Bringing young people’s voices into the climate change conversation has garnered a Bay Area Metro Award for U.C. Berkeley’s Center for Cities + Schools and its Y–PLAN program.
Y-PLAN — which stands for Youth, Plan, Learn, Act, Now — offers a framework to meaningfully engage students to conduct ecological, social and political research about the impact of climate change, sea level rise, and healthy, vibrant communities. The Center for Cities + Schools took its Y-PLAN framework and partnered with Resilient by Design, a year-long effort to bring together local residents, public officials and local, national and international experts to develop community-based solutions to climate change.
Throughout the 2017-2018 school year, Y-PLAN supported nearly 800 students in 32 classrooms in 13 elementary and high schools across five cities -- Richmond, Oakland, San Francisco, East Palo Alto and San Rafael. Students developed more than 70 proposals that addressed sea level rise, housing displacement, food security, active transportation and college access. Their ideas included using physical education classes to generate power for schools; floating housing and solar panels; and turning parking spots into ‘parklets’ to encourage alternative forms of transportation.

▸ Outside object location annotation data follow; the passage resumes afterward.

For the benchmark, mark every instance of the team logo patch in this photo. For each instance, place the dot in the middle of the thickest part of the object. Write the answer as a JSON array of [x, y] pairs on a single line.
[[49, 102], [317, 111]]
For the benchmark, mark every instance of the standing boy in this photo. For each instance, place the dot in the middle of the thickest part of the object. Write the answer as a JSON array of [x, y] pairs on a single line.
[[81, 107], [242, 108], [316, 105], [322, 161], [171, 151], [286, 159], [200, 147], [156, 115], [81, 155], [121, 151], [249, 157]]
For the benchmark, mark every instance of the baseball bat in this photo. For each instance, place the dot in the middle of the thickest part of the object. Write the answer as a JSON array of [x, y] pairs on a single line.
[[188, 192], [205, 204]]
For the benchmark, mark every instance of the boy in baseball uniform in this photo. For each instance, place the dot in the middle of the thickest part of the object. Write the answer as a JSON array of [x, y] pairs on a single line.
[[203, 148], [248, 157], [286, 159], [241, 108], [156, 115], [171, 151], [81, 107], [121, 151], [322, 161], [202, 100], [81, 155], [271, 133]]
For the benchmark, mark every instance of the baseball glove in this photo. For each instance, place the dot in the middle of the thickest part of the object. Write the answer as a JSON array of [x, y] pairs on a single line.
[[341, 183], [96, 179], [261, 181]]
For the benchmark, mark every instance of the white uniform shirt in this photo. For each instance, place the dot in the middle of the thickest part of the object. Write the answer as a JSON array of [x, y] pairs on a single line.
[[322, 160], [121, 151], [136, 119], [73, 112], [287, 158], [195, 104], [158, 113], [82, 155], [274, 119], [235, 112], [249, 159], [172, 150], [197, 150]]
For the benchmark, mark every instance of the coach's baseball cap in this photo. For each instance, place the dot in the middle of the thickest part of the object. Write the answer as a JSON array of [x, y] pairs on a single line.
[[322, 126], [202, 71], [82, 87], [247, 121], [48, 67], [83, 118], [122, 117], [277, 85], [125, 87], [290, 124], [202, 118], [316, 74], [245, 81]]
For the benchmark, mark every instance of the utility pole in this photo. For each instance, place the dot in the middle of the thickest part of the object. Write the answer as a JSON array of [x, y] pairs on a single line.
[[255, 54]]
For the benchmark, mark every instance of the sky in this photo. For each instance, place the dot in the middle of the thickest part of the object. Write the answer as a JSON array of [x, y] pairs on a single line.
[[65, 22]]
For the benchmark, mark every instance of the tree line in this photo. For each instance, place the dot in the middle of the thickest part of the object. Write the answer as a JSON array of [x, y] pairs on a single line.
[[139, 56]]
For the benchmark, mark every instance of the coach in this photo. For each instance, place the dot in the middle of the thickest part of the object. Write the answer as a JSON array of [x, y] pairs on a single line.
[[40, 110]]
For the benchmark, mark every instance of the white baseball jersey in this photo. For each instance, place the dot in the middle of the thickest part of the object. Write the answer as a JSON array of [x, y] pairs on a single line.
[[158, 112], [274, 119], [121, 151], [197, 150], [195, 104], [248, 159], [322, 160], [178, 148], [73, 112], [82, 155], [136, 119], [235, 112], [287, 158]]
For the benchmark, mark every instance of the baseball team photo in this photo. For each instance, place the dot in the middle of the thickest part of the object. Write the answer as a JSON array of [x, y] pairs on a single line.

“Young people bring a different voice to the equation. We also work in urban public schools so the overwhelming majority of our students are low-income students of color. So we’re not only bridging gaps of age, but we’re also bridging gaps of race and income level and power dynamics,” noted Amanda Eppley, Assistant Director of the Center for Cities + Schools.
Elizabeth, a Y-PLAN scholar from East Palo Alto, remarked about the Y-PLAN program: “They’re asking us. I notice that students are waking up to we’re the ones who create change.”